Continuous to the agenda of protecting Bears Ears and in particular, the Beef Basin’s Indigenous archaeological record, the proposed Center for Indigenous Archaeology of the Beef Basin is sited directly along where the national monument’s arbitrary western bounds crosses Utah State 95, accessed by an existing dirt road that breaks off the highway. Its form and posture on the site produces sidedness in the project, with three public galleries connected by an open-air path facing the highway and an archaeologist-in-residency workshop and temporary residences for archaeologists working in the area tucked to the south.









This project is represented in a vain that is reflective of the poster advertisements created by the WPA in the 1940s (Works Progress Administration) that celebrated the 100th anniversary of the National Park Services. In this case, Bears Ears National Monument is effectively maintained by the BLM (Bureau of Land Management) and the Inter-tribal Coalition of tribes that hold historical ties to the land.

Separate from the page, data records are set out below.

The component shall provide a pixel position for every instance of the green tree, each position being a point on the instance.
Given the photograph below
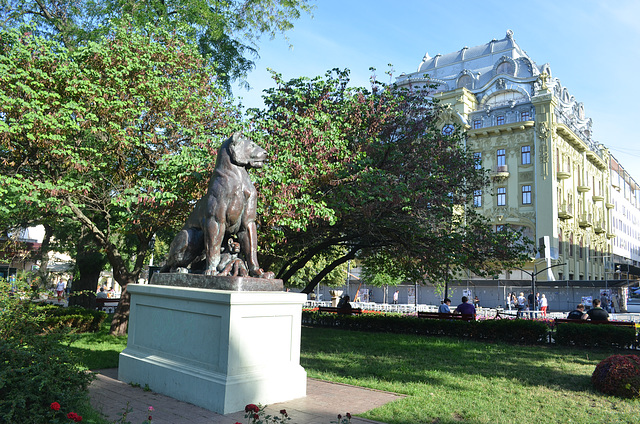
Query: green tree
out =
(369, 171)
(226, 32)
(117, 135)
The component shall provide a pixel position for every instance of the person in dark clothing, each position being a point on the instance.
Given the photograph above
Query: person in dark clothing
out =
(466, 308)
(577, 313)
(597, 313)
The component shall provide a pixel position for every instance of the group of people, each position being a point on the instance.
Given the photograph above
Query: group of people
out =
(465, 308)
(529, 303)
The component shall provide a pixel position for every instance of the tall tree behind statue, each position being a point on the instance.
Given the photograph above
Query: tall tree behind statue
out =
(111, 135)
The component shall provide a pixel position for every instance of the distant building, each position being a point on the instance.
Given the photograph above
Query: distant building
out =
(550, 178)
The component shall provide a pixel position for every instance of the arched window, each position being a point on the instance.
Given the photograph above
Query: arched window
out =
(465, 81)
(505, 68)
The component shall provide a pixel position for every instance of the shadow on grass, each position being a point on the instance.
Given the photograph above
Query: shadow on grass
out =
(401, 359)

The primary experiential space of the building is based on and seeks to maintain a connection to the High House dwelling. Through the collection of signal data from the infrastructural arms above the antiquity, a rerepresentation of the artifact is maintained at 1:1 scale for view by visitors within a space that is referential to the theater in the round typology. By way of a focus on remote-sensing technologies within the space, a reinvented and enclosed function for a historically open-air theater type becomes the heart of the project.

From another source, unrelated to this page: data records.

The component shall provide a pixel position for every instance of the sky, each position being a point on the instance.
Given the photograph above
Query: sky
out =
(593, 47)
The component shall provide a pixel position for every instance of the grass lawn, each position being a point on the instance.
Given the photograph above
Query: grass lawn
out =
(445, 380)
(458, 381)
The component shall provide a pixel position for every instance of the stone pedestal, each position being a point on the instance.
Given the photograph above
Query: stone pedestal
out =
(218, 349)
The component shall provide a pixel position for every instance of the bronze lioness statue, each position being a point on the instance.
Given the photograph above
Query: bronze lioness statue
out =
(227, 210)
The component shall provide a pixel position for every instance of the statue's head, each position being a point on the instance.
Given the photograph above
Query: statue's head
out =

Connected to the theater is an open exhibit that would display current efforts undertaken by the archaeologist in residence, along with an open view to below of the archaeologist’s workshop. Expanding out from the theater is a series of three galleries, focused specifically on archaeology and excavation, Indigenous knowledge and sensing, and remote-sensing and environmental technologies. The spaces enclose along a curved wall for panorama projection and remain otherwise open to the surrounding landscape. Below each of these volumes is where spaces programmatically specific to archaeology are sited, including antiquity material storage, wet and dry labs, offices, and image processing rooms.









Within the galleries above, visitors not only view static objects and photographs selected to be on display, but also gain glimpses into the living and moving work of archaeologists below by way of super ellipse-shaped punctures in the gallery’s ground plane. Through doing so, archaeology is put on display to visitors in the galleries in a manner that extends beyond selective, static curation to produce transformative narratives through the display of ongoing work. Alongside this, the utilization of projection technologies in the theater allows for the Indigenous dwelling’s past to become a part of its present state and thus reproduces the history of the dwelling itself. In its entirety, the building complex strives to produce a more expanded and temporally-conscious understanding of Indigenous archaeology for the public.